Komentar itu memang tidak mendapat sambutan, atau paling tidak tidak mengundang komentar banyak pihak. Wartawan juga agaknya tidak tertarik mengembangkan berita itu. Beritanya, terhenti pada komentar akademisi itu. Mungkin sebagian orang beranggapan komentar itu sebagai komentar biasa, komentar dari seorang analis ketika diminta mengulas sesuatu.
Tetapi, komentar itu menjadi penting disimak ketika di bagian akhir berita itu dia mengaitkan dengan aktivitas peneliti asing yang di beberapa taman lindung di daerah ini. Yang disebutkan di situ penelitian di Taman Nasional di Kapuas Hulu.

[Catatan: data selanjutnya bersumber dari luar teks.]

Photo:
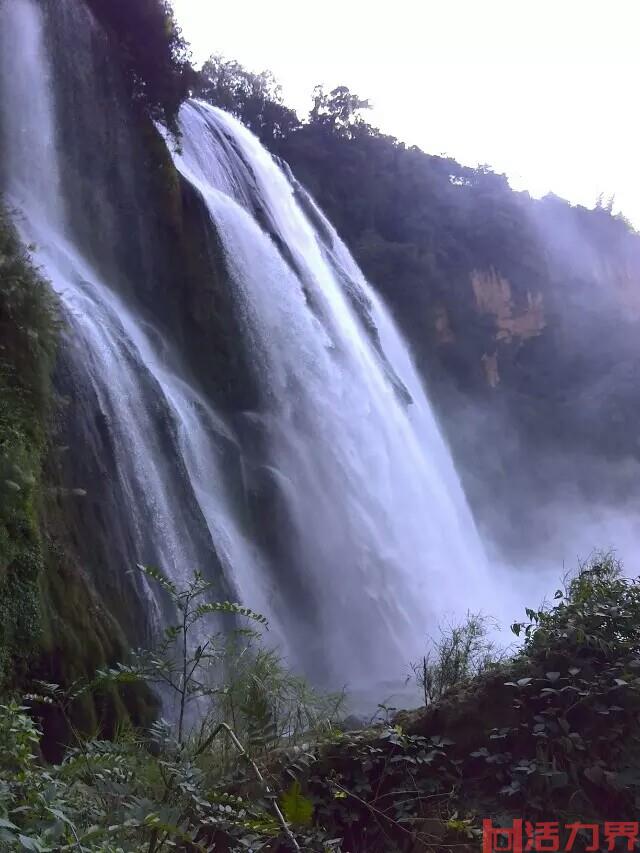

Rasanya, secara tersirat ada kesan khusus di balik berita dan komentar ini. Sepertinya aktivitas akademik peneliti luar menimbulkan masalah kepada mereka. Entahlah, masalah apa yang timbul.

***

Bahwa pemerintah harus mengawasi kegiatan peneliti asing, itu tentu. Bahkan bukan saja kepada peneliti, pemerintah harus mengawasi semua orang asing yang masuk ke daerah ini. Orang asing harus dipantau kegiatannya. Undang-undang Keimigrasian juga sudah mengamanatkan hal itu.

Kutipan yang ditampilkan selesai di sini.